The Charlotte News

SUNDAY, NOVEMBER 6, 1938

BOOK-PAGE EDITORIAL

Problem in Definition:

Now, What Is A Liberal?

--Question & Answer by W. J. Cash

Cash's idea of liberalism was not the acceptance of crackpot reform panaceas, not the simplistic personal liberty of John Stuart Mill, not the wide-open laissez-faire "liberalism" identified with Adam Smith, but an open-minded acceptance of whatever useful elements they offered as filtered through an intelligent skepticism.

--Note from W.J. Cash: Southern Prophet by Joseph L. Morrison
(This article appeared in the Reader section of Prophet.)

Site ed.note: This article's title and by-lines, abbreviated for unknown reasons to simply "What Is A Liberal", in its reprinting in Professor's Morrison's book, have been restored above as they appeared originally in The News.

IT seems to me that the good old word, liberal, is in imminent danger of getting to mean nothing at all. For it is being bandied about as an equivalent of "good," and made to mean whatever the speaker or writer wants it to mean.

Thus the President of the United States says it means anybody who is hospitable to new ways of tackling old problems. And under that definition proceeds blithely to apply it to Mr. Sheridan Downey, Democratic candidate for a California seat in the Senate of the Congress of the United States—who got the nomination by campaigning for the "Ham and Eggs" scheme of "$30 every Thursday." But, of course, Mr. Downey is not liberal. He is either a pretty unpleasant sort of demagogue who is playing on the ignorance of the unfortunate or he is a crackpot on his own account.

On the other hand, if you'll listen to Dorothy Thompson and Co., a liberal in our time is still exactly what he was in the nineteenth century—a person who believes in complete civil liberty and the economic and political philosophy of Adam Smith and John Stuart Mill. But that is nonsense, too. The plain fact is that the economic philosophy of Adam Smith and the governmental philosophy of Mill have not worked out as they themselves confidently predicted they would. We have not got everybody comfortable and well-fed. Competition has not kept down the appearance of aggregations of economic power that are as formidable and as perilous to actual democracy as any aggregations of political power that ever existed or that exist now.

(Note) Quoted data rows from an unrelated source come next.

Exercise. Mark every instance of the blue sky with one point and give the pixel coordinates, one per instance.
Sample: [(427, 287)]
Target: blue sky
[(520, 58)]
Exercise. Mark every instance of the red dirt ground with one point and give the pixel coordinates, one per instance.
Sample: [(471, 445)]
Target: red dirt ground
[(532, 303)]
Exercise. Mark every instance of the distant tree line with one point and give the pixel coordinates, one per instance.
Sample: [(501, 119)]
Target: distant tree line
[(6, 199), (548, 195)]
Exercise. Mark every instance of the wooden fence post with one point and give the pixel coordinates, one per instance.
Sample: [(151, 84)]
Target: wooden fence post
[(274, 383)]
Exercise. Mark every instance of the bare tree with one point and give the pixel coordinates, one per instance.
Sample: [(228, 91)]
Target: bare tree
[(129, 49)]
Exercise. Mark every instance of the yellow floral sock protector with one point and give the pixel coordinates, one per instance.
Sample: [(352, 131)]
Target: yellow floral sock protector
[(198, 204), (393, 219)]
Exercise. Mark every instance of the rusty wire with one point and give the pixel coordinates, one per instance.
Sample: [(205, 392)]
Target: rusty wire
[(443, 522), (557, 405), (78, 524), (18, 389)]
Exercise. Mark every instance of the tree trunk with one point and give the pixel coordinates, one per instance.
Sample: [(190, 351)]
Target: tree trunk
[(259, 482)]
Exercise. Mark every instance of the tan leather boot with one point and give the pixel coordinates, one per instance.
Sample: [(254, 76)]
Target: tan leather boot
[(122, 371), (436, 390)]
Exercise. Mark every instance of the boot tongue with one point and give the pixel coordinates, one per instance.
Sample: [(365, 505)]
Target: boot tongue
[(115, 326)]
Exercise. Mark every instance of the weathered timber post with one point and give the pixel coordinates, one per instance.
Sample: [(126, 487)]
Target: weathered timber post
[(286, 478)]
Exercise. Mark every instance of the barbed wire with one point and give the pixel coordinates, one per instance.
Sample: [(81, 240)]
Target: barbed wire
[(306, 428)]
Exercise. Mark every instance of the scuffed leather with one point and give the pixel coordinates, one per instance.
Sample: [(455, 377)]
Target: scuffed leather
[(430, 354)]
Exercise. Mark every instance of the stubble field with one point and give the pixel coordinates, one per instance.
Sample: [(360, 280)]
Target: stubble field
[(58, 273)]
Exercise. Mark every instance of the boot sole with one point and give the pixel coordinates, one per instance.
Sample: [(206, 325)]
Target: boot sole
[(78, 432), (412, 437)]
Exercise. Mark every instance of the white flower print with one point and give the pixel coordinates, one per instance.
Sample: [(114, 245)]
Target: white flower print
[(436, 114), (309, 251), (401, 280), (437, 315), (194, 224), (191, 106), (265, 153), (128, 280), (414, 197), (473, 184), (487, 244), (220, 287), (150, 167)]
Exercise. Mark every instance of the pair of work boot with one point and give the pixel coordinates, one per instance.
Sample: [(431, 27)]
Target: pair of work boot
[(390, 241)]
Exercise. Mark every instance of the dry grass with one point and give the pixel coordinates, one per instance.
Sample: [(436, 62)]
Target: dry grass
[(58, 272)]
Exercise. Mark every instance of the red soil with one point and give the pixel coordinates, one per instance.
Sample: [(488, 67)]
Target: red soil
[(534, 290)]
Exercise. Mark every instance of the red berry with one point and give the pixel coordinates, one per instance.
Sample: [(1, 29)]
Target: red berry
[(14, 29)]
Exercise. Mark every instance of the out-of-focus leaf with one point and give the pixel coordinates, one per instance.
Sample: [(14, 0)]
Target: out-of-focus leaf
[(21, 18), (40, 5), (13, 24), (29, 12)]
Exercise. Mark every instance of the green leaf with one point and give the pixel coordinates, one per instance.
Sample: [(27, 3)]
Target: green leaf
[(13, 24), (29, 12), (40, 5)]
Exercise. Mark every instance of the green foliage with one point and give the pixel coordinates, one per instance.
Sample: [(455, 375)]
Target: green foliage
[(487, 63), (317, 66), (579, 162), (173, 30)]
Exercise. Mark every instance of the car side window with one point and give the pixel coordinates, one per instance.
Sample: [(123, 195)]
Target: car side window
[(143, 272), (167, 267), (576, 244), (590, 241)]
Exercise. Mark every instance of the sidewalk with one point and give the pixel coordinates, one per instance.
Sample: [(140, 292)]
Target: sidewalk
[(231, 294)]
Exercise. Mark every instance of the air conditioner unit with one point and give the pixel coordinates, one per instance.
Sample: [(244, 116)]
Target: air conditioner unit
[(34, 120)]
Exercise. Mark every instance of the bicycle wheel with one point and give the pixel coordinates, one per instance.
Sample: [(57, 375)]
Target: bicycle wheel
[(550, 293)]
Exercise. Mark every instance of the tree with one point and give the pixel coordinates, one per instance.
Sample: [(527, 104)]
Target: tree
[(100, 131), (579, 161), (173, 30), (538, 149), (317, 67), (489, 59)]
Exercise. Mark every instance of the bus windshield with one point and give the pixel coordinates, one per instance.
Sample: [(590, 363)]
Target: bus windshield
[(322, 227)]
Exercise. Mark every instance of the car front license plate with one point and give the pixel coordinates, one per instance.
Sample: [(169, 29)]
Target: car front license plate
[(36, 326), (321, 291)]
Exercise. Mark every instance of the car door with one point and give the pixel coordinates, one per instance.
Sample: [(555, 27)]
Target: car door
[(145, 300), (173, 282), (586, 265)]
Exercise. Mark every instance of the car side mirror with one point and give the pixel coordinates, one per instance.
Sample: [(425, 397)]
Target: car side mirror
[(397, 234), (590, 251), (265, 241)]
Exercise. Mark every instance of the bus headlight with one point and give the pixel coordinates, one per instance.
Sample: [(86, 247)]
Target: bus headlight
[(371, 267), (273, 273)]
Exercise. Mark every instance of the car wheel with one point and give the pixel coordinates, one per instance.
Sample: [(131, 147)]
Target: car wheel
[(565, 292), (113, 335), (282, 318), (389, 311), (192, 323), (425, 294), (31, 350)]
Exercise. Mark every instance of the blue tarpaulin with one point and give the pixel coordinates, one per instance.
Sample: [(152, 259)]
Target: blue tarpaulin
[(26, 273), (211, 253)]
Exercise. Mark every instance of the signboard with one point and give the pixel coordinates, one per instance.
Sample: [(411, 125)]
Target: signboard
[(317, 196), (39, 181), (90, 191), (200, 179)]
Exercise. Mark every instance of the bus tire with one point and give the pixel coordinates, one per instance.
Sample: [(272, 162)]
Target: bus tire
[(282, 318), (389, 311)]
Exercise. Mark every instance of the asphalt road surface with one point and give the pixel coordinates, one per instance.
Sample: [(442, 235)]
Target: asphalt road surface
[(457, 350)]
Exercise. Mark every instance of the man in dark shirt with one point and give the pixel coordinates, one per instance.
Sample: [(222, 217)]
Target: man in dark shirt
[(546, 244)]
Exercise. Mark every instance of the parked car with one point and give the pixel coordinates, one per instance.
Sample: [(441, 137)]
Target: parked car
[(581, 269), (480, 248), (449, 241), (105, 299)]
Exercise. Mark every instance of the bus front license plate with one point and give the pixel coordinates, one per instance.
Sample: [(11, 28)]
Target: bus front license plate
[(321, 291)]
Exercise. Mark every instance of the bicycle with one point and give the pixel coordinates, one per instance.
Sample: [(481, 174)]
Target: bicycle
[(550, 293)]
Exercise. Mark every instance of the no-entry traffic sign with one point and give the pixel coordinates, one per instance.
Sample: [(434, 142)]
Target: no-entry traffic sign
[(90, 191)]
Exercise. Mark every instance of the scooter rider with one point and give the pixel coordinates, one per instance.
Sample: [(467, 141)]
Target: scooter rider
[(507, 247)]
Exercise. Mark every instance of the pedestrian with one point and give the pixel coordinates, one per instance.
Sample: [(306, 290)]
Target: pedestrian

Instead, we have got millions of people who haven't bread to eat—and grand dukes of wealth, who are often definitely anti-social in their conduct. And nobody who is in favor of merely letting things stand still or who imagines that our ills can be cured by a few slight "reforms" can rightly be called a liberal.

Yet I do not believe it is impossible to define the word satisfactorily in general terms. Certainly, a liberal is in favor of the rights of free speech, free assembly, etc., which the New Deal shows itself pretty indifferent to sometimes, as in the case of its continuance to play ball with Hague of Jersey City, and as in the case of the Senator from Indiana who wants to gag the newspapers.1 On the other hand, a liberal is just as certainly hospitable to new ways of solving old problems, and does not believe that they can be solved terms of philosophies that have already blown up. Merely, he insists that these new ways of solving the problems shall be such as are compatible with the preservation of civil liberty and with sincerity and intelligence. So far as that goes, the liberal has always had a strong bias in favor of the underdog, and that bias will naturally be stronger these days. But the true liberal has always beep a man intelligent enough to know that the underdog's cause is not to be saved by schemes which are impossible of fulfillment, like the Downey scheme. And he has always been sincere and intelligent enough to insist that any program put forward for the benefit of the underdog shall be capable of adding up logically to that end.

That is the chief criticism of the New Deal. I do not believe any genuine liberal can fail to be wholeheartedly for its announced objectives. I do not believe, either, that it can be denied that it has gone a long way toward the realization of those objectives in many respects. Nevertheless, some of its schemes are obviously at odds with other of its schemes, and often it is manifestly both insincere and unintelligent. Under those circumstances, the true liberal will certainly be the man who remembers that skepticism is, after all, the very essence of the spirit of the liberal tradition.

Ah, well, perhaps I do not define it, after all. And even if I do, perhaps the liberal is only a quixotic soul who is doomed in the modern world. Maybe there is no way out which really faces and attempts to solve modern problems, and which at the same time can be reconciled with the liberties whose names at least we have so long revered. But it is what we have to hope and strive for--or make up our minds to surrender to totalitarianism.

1 Cash referred to Senator Sherman Minton (Indiana Democrat) who was to end his public career on the U. S. Supreme Court. In 1938 Senator Minton introduced a bill making it a felony punishable by two years in jail and a fine of $1,000 to $10,000 to publish a "known untruth." The guilty publication would be suspended from the mails for six months. After taking vigorous editorial condemnation for sponsoring such a bill, Minton dropped it.